Dry eye is a condition where your tears are unstable and inadequate, thus unable to provide your eyes with enough lubrication. Dry eyes feel very uncomfortable, and you may experience a stinging or burning sensation in your eyes. The tear instability eventually leads to inflammation and damage of the surface of the eye, resulting in vision problems.
Dry eye is a result of tears not working correctly. Women are more susceptible to dry eye disease due to changes in hormones that may affect tear production. Dry eye disease is also common in older adults. As people age, their bodies begin to make fewer tears.
Other common causes of dry eye include:
Some medications such as treatments for high blood pressure and depression.
Environmental factors such as dry air, wind, or smoke.
Long-term conditions like Sjogren’s disease and diabetes.
Allergies that affect eyes.
Reduced blinking by spending too much time looking at screens.
Laser eye surgery.
Wearing contact lenses.
Skin conditions near or on the eyelids.
Deficiency in omega-3 fatty acids or vitamin A.
Tears are made of fatty oils, water, protein, growth factors, electrolytes, and substances that fight bacteria. This mixture enables you to see clearly by keeping the surface of your eyes smooth.
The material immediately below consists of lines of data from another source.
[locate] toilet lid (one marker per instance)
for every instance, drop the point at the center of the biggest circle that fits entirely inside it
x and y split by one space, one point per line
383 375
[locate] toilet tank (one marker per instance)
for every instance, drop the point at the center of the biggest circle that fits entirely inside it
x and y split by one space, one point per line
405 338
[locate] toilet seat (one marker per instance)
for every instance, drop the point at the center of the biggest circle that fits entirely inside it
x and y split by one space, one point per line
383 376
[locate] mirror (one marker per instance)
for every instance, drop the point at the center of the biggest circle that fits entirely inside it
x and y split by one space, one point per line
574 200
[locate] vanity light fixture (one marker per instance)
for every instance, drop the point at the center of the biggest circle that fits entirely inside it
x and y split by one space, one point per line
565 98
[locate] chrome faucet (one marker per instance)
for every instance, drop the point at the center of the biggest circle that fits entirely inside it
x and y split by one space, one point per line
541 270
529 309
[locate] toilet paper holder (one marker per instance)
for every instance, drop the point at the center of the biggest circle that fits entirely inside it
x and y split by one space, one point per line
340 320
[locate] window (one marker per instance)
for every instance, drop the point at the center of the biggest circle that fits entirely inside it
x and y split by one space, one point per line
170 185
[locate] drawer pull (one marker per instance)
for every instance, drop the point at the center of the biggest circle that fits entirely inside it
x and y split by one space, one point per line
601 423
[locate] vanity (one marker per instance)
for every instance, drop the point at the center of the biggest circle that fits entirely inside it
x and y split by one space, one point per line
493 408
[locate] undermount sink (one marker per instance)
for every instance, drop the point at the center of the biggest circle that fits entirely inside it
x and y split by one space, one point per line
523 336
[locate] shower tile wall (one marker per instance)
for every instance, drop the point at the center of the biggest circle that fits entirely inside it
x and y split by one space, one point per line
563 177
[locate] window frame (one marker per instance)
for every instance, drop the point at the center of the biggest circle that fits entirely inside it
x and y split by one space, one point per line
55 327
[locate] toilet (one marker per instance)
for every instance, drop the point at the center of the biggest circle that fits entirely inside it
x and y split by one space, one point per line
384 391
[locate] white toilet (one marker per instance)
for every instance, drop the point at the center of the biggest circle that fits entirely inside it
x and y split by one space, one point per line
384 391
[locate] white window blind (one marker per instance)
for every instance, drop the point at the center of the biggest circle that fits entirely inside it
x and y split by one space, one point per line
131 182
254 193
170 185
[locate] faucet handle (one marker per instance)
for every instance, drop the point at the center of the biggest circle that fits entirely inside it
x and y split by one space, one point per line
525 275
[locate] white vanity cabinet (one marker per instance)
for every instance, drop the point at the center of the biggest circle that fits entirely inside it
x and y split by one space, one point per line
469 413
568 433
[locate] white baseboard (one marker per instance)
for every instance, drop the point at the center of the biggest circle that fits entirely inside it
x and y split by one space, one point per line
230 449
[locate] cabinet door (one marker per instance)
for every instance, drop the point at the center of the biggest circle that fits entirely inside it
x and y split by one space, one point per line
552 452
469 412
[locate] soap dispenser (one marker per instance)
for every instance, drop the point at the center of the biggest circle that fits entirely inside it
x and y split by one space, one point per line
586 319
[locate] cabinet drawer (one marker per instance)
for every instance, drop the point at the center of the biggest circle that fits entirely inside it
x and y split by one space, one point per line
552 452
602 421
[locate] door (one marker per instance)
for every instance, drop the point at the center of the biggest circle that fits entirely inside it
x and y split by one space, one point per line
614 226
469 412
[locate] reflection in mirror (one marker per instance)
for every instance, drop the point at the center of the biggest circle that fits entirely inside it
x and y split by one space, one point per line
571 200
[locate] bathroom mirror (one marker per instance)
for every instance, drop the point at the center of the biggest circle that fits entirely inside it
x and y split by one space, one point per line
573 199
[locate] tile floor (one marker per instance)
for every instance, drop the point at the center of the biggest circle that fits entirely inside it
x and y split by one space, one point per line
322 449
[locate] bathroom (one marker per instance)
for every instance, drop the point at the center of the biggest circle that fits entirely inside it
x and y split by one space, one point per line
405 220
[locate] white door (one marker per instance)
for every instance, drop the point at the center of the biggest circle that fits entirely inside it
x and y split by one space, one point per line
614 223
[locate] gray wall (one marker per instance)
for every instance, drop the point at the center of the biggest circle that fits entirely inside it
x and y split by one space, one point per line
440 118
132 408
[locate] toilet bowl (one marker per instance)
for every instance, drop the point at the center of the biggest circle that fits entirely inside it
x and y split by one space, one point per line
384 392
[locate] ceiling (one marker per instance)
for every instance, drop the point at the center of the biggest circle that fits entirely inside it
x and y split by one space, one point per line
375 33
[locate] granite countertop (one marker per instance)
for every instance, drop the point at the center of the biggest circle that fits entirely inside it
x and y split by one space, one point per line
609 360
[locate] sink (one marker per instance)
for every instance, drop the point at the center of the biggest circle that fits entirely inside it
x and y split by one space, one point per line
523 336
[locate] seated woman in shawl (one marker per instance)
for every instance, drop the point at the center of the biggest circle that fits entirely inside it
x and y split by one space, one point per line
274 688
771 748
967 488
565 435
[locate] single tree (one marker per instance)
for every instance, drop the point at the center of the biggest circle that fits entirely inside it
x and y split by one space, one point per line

You may experience the following symptoms if you have dry eye:
Eyelids stick together when you wake from sleep.
Stringy mucus in and around your eyes.
Eye sensitivity to light, smoke, and wind.
Feeling like you have sand in your eyes.
Burning sensation, soreness, and grittiness in the eyes.
Blurred vision, usually at the end of the day.
Eye fatigue after reading for a short time.
There is no permanent cure for dry eye. However, there are several ways you can maintain moisture in the eyes. These options can protect your vision and reduce symptoms. Typically, treatment involves the use of eye drops and treatments that aid in moistening the eyes.
Your doctor will perform your eye examination by first using eye drops on your eyes. He or she can do a tear breakup time test that involves examining how long your tear film will remain after you blink.
Your doctor can also use a small piece of paper to test how moist your eyes are by using the Schirmer’s test. Lastly, your doctor may also choose to use a slit-lamp test by using a microscope to examine whether your eyes are producing adequate tears.
There are different prescriptions and treatments for dry eye depending on the severity of the symptoms and the underlying causes of the condition. Sometimes all you may require to do is change the medication that causes your eyes to dry.
Your doctor may also recommend the use of over-the-counter artificial tears, moisturizing ointments, or gels to constantly moisten your eyes. In more serious cases, your doctor may recommend prescription eye drops to help increase tear production.
You may also need to get punctual plugs that go in the opening of your tear duct and help keep tears in the eyes longer. In rare cases, your doctor may suggest surgery to tighten your lower eyelids to help your eyes retain tears.